Nirvana were ripping off plenty of groups at this time, from the chunka riffs of their beloved metal bands (on the poppier side like KISS, though), to the dark glam of the aforementioned Red Kross and bigger beat others in the Los Angeles scene. However, even a musical nod to Mudhoney on “Negative Creep” seems to translate the underground drive into a whiff of taking over the rock world FM joyfulness that would end up in Queens of the Stone Age and others within a couple short years. Jack Endino’s production seems as spare and powerful as usual, but it’s also easy to imagine he and Crover were filling in some gaps to a young, frenzied three piece’s Chevas dreams and methedrine wishes.

The verdict? I’ve always meant to buy In Utero, because a lot of my favorite writers fall on its side (Gillian Gaar, Everett True, etc.).

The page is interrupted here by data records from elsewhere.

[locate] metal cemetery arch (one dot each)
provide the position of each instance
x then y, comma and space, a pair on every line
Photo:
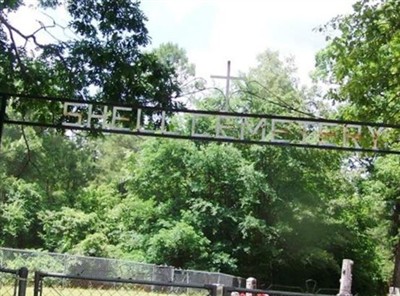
261, 129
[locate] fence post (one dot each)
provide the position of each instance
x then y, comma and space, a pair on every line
37, 290
346, 278
22, 281
251, 283
217, 290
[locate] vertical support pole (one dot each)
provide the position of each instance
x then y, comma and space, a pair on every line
346, 278
22, 281
3, 105
37, 291
217, 290
251, 283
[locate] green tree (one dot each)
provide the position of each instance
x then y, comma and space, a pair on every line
360, 65
103, 61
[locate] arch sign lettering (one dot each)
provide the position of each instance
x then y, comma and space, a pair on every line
245, 128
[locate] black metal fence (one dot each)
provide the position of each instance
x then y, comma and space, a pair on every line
47, 284
232, 291
13, 282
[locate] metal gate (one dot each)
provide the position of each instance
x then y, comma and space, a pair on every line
58, 284
232, 291
13, 282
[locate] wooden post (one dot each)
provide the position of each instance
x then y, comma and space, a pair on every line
346, 278
251, 283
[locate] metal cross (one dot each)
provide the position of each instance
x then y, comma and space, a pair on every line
228, 78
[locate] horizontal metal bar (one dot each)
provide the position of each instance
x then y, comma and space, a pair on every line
207, 112
7, 270
123, 281
256, 292
202, 138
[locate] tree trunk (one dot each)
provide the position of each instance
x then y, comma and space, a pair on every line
396, 251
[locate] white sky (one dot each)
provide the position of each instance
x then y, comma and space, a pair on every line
215, 31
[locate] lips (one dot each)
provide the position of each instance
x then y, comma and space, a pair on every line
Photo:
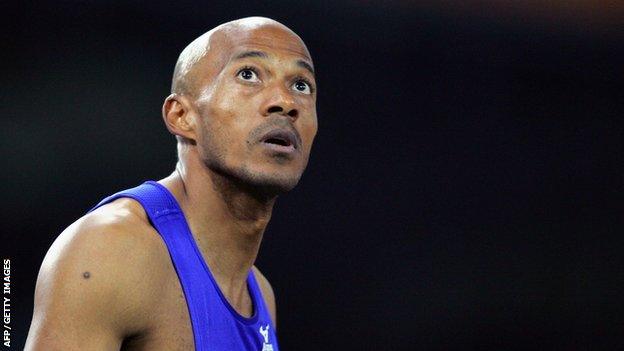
281, 139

But I heard it enough in cars and at house parties and in bars and overheard in clubs when it came out that I knew Bleach was going to remain the one Nirvana album I wouldn’t sell back to Wall of Sound for food money when the stamps ran out before the end of the month. With the delicious live set included, it remains the essential one for playing when I get back from the food bank now.

Some things never change, and some things get even better with age (not food bank food). Bleach has grown up better the past twenty years than I have, that’s for sure.